New product discovery and development focuses on identifying and developing active ingredients with novel modes of action that can be combined with existing active ingredients in resistance strategies, that may provide increased effectiveness in specific crop species, that may offer a lower cost of production, and which may be patented.
Intellectual property protection, such as patents, give these companies the chance to recover the costs of discovery R&D, by providing competitive advantages such as posing a legal deterrent to imitators while offering first-mover advantages such as higher prices and profit margins.
New product development requires considerable R&D investment, with discovery companies typically spending 10% or more of their revenue on R&D. In contrast, companies focusing on generic development typically spend 1%-3% of their revenue on R&D.
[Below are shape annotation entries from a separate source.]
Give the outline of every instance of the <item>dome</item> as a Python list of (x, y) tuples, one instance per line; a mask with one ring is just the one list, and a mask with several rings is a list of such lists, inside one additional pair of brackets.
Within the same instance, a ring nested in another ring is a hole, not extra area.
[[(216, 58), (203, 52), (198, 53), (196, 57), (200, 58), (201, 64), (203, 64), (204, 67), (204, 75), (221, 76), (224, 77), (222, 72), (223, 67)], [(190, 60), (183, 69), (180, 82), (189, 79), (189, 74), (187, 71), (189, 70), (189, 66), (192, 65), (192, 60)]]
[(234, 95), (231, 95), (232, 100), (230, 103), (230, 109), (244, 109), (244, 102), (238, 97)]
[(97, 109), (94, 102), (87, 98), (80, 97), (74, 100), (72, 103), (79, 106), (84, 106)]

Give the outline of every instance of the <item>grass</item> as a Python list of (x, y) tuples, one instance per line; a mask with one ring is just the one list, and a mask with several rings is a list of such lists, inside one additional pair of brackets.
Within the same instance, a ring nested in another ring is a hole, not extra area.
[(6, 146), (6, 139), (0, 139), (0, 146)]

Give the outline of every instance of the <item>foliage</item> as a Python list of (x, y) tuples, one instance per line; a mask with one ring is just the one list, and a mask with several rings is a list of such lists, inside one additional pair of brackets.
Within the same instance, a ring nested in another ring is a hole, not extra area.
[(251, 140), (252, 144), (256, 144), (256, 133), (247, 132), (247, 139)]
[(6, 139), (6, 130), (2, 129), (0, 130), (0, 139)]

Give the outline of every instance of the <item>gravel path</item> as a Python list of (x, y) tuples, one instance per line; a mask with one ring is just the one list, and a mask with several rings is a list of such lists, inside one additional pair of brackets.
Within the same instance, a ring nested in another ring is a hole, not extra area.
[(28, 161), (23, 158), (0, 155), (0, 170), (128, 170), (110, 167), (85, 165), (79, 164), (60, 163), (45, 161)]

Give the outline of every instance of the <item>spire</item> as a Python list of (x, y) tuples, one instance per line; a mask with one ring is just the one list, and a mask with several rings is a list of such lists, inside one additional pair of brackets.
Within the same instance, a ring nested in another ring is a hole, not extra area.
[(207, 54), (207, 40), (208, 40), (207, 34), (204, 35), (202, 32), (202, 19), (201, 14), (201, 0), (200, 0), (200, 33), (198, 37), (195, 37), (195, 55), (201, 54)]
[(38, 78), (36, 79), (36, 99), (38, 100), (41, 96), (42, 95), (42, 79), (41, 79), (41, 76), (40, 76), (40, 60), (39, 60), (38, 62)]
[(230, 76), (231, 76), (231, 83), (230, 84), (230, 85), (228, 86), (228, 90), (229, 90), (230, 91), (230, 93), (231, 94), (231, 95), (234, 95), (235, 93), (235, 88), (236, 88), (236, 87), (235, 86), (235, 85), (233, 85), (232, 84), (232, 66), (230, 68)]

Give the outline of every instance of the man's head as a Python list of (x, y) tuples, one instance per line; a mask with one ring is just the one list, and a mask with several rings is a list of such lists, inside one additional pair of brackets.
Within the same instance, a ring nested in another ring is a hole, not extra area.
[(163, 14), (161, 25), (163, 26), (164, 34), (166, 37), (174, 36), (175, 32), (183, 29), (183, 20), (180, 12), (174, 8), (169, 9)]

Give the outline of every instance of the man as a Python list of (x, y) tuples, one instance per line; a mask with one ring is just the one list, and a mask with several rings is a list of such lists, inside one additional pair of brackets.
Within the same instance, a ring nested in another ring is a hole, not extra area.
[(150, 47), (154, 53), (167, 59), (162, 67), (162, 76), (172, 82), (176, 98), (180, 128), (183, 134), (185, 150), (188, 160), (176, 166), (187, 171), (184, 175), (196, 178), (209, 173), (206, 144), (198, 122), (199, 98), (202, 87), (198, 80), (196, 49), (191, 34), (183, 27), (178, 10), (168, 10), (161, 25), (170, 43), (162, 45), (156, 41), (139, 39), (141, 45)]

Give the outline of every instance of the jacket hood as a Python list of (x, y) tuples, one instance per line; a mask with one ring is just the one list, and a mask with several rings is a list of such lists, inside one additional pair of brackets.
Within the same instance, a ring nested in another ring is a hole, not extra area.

Following the recent rounds of acquisitions, collaborations, and licensing agreements, increased focus is being placed on R&D investment in the integration of biological and chemical technologies for crop protection.
The rise of “integrated” crop protection companies is a major development that has led to consolidation among agricultural seed and chemical companies, and the introduction of genetically modified seed varieties (GM crops) with complementary chemical crop protection products.
Examples include crops engineered to be resistant to the herbicides glyphosate and glufosinate, and the development of “plant-incorporated protectants” — a form of biological insecticide in which foreign DNA such as the BT-toxin gene is inserted into crop genetic material.
R&D Trends in Crop Protection
Due to the technical challenges and high costs related to the successful discovery and development of active ingredients with novel modes of action, R&D investment by crop protection companies is shifting away from research (discovery) back to development.
Renewed focus is being placed on increasing the effectiveness and safety of existing active ingredients and formulations, by optimizing pesticide application and uptake, by decreasing the persistence of chemicals in the environment and by reducing toxicity to humans and other non-target species.
While increasing R&D and regulatory investments are driving the development of crop protection products with fewer health and environmental risks, there is a tendency for the industry to focus on products based on their commercial potential — at the expense of products for smaller markets.
A separate development trend in the crop protection industry is the increasing investment in biopesticide products and strategies.
Biopesticides are naturally occurring biological agents, substances or mixtures of substances used to prevent, destroy or control pests (including weeds) and diseases, and are currently exhibiting strong growth in the global pesticide market.
R&D investments in biopesticide product and strategy development focus on improving techniques for the development and application of biopesticides to enhance their commercial feasibility.